Я оторвал глаза от тетради и взглянул на нее испытующе.
— Господин доктор из-за них сгинул, — продолжала она.
— Умер? — быстро спросил я.
— Ушел куда глаза глядят и сгинул, — повторила она тем же тоном.
— Но ты его мертвым видела? — допытывался я.
— Никто его мертвым не видал, ушел в белый свет и сгинул, без свечки, без ничего. Дом осиротил… Вы барыню не слушайте, — добавила она, понизив голос. — Она тоже, бедная, рассудком тронулась. Через два-то года после того пропал и братец ихний, префект, привел сюда одного француза, ученого француза…
— Ханса, — подсказал я.
— Нет, этот барчук после пришел. Да он и не француз вовсе. После войны уже пришел… И тоже молодой помер…
Я уже не знал, что сказать, и сидел, онемев, не сводя с нее глаз и впервые чувствуя, как меня одолевает мара. Служанка обтерла ладонью ребро стола.
— Затем и пришла, — проговорила она, помолчав. — Сказать, что мы будем два дня пыль трясти…
Потом, хромая, отступила и вышла в ту же дверь, ведущую в салон. Я снова придвинул к себе заветную тетрадь. Было невозможно, только что найдя, расстаться с ней на три дня. Почти не отдавая себе отчета в том, что делаю, я спрятал ее под пиджак. Потом выждал несколько минут, пока не унялась дрожь во всем теле, не выровнялось дыхание, положил на место остальные тетради и вышел на цыпочках, больше всего боясь встретить кого-нибудь, выдать свои мысли, свой грех.
V
Придя домой, я первым делом заперся и плотно сдвинул шторы, чтобы свет настольной лампы не навел кого-нибудь из знакомых на мысль потревожить мое одиночество. И чем дальше за полночь, тем больше я терял ощущение времени и места, всем существом уйдя в расшифровку записок доктора Зерленди. Чтение давалось не слишком легко. Вначале доктор очень старался, тщательно подыскивая для румынских звуков санскритские эквиваленты. Но уже через несколько страниц транскрипция стала приблизительной, и мне приходилось скорее угадывать слово, чем читать его, фразы делались все отрывистее, словарь — все более условным, шифрованным. На пороге своих последних опытов доктор принял дополнительные меры против профанов, используя исключительно йогическую терминологию, недоступную тем, кто не углубился, как он, в эту обильную тайнами науку.

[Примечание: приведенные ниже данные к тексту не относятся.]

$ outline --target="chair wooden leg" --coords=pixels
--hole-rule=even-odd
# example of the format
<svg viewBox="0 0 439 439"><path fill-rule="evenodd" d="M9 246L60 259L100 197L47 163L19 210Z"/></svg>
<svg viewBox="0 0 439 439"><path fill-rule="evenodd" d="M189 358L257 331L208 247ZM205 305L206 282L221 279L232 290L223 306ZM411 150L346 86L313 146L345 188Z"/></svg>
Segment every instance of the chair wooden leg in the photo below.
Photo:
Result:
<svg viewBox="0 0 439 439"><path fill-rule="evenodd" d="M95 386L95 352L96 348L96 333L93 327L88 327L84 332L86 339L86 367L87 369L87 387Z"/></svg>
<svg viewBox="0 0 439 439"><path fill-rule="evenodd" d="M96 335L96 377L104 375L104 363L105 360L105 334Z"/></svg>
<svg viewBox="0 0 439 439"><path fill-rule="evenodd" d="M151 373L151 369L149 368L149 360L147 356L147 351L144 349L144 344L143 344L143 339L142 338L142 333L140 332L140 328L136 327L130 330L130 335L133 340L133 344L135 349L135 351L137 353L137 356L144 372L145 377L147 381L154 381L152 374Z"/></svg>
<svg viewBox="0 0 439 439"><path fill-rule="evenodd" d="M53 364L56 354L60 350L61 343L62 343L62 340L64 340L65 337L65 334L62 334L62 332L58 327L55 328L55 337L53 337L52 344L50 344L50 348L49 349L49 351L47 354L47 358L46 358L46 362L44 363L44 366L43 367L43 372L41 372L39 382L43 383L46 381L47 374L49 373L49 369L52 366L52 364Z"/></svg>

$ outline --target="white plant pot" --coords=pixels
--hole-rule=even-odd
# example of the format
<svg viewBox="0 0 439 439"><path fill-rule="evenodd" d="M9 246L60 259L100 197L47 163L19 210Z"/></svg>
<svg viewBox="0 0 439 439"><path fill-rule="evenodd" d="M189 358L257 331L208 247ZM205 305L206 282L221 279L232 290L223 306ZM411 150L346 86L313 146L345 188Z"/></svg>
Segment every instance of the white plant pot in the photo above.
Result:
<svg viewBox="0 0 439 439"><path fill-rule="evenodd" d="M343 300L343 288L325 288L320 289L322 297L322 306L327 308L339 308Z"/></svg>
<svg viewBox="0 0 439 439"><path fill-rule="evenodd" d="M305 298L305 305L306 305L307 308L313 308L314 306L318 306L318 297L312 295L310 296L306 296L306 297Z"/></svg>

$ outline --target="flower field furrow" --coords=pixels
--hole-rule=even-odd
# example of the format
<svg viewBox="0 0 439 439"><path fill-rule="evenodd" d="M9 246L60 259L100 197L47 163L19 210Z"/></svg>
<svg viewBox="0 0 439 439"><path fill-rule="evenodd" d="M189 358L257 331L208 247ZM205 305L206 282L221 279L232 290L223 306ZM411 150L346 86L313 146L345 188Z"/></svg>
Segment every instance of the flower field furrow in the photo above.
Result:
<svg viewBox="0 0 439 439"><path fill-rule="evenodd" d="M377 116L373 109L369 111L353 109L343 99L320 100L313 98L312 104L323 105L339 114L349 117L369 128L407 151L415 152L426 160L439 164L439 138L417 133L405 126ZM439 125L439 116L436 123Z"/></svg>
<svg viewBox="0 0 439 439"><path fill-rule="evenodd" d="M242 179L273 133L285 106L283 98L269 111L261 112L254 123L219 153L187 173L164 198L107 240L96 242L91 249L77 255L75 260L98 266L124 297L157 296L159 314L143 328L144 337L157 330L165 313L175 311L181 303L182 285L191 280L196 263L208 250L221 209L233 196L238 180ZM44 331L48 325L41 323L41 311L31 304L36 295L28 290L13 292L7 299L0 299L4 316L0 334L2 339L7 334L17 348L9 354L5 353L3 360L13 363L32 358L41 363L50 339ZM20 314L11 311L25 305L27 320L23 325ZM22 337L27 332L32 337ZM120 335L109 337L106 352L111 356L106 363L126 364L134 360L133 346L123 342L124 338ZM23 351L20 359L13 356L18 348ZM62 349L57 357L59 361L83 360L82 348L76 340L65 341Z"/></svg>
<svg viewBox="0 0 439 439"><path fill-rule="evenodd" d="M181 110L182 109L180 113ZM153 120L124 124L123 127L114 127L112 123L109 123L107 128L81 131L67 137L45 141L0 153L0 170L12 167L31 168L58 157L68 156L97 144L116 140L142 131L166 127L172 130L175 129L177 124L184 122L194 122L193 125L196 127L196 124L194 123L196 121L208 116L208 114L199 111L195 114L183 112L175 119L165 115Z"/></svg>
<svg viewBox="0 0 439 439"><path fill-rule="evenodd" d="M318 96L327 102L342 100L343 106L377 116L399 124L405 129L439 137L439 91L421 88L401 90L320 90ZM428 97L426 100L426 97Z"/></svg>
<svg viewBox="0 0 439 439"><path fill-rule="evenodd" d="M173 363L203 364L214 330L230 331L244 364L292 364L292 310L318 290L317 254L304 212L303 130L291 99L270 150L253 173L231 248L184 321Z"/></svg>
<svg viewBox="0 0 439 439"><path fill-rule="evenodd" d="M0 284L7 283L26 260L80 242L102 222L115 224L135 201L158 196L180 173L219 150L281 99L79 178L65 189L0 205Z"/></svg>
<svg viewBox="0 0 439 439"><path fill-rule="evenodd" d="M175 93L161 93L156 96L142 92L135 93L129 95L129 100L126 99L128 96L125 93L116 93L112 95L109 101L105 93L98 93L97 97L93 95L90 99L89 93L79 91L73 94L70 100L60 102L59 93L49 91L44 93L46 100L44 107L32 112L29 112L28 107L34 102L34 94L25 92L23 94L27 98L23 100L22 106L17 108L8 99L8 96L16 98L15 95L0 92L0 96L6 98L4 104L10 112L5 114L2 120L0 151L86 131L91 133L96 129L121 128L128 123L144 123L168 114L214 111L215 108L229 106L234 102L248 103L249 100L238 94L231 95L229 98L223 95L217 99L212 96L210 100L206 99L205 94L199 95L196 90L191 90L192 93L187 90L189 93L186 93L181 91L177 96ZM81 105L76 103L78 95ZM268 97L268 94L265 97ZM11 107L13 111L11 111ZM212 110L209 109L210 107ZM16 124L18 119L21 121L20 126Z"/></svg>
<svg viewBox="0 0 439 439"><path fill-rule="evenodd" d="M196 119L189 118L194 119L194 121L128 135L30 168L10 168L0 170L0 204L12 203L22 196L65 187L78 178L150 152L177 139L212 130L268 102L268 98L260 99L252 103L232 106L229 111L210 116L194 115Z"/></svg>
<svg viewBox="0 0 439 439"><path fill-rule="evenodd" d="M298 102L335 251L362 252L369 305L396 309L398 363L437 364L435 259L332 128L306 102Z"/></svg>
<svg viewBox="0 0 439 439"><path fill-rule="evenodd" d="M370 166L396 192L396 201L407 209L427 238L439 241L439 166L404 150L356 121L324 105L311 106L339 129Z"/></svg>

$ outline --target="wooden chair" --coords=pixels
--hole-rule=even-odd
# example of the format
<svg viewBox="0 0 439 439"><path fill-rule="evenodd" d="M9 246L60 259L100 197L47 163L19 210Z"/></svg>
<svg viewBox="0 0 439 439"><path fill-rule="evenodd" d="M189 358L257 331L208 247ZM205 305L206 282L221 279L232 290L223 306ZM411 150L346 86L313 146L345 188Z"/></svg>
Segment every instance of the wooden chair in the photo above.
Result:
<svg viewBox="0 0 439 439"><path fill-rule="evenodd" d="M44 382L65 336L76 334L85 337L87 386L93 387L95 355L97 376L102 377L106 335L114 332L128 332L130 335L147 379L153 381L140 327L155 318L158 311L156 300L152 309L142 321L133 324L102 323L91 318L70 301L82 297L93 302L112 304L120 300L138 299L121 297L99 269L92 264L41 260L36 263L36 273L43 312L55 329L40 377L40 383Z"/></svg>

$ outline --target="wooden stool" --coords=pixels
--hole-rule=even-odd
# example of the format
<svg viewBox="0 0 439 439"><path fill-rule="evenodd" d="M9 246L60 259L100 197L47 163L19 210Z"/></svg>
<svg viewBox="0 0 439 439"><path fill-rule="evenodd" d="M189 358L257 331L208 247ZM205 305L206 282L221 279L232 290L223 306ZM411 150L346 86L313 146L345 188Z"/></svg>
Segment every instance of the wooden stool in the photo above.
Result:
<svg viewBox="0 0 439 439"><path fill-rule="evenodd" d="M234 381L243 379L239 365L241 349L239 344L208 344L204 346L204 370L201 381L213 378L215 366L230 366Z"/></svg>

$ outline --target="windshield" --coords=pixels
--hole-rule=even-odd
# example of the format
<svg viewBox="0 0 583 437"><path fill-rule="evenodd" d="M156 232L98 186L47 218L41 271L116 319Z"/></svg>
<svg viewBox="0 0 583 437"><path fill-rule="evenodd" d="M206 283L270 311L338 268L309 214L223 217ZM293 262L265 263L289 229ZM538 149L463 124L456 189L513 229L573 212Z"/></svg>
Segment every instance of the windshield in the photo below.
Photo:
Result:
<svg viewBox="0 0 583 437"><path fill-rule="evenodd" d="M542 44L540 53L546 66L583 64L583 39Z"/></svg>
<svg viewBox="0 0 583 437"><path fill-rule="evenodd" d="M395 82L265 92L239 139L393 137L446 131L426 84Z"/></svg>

«Письмо Хонигбергера к Ж. Э. было для меня лучшим тому подтверждением, — писал доктор в начале своего дневника, не поясняя, кто такой Ж. Э. и каково содержание его письма, о котором, правда, как-то раз упоминала г-жа Зерленди. — Еще с весны 1907-го я стал склоняться к тому, что в своих индийских записках Хонигбергер не только не преувеличивал, а, напротив, недоговорил очень многое из того, что он увидел и сумел освоить сам». Следовал ряд отсылок к работам Хонигбергера: случаи нечувствительности к боли, случаи левитации, видимой смерти, закапывания заживо и пр. — письмо к Ж. Э., вероятно, дало основания поверить в подлинность этих явлений.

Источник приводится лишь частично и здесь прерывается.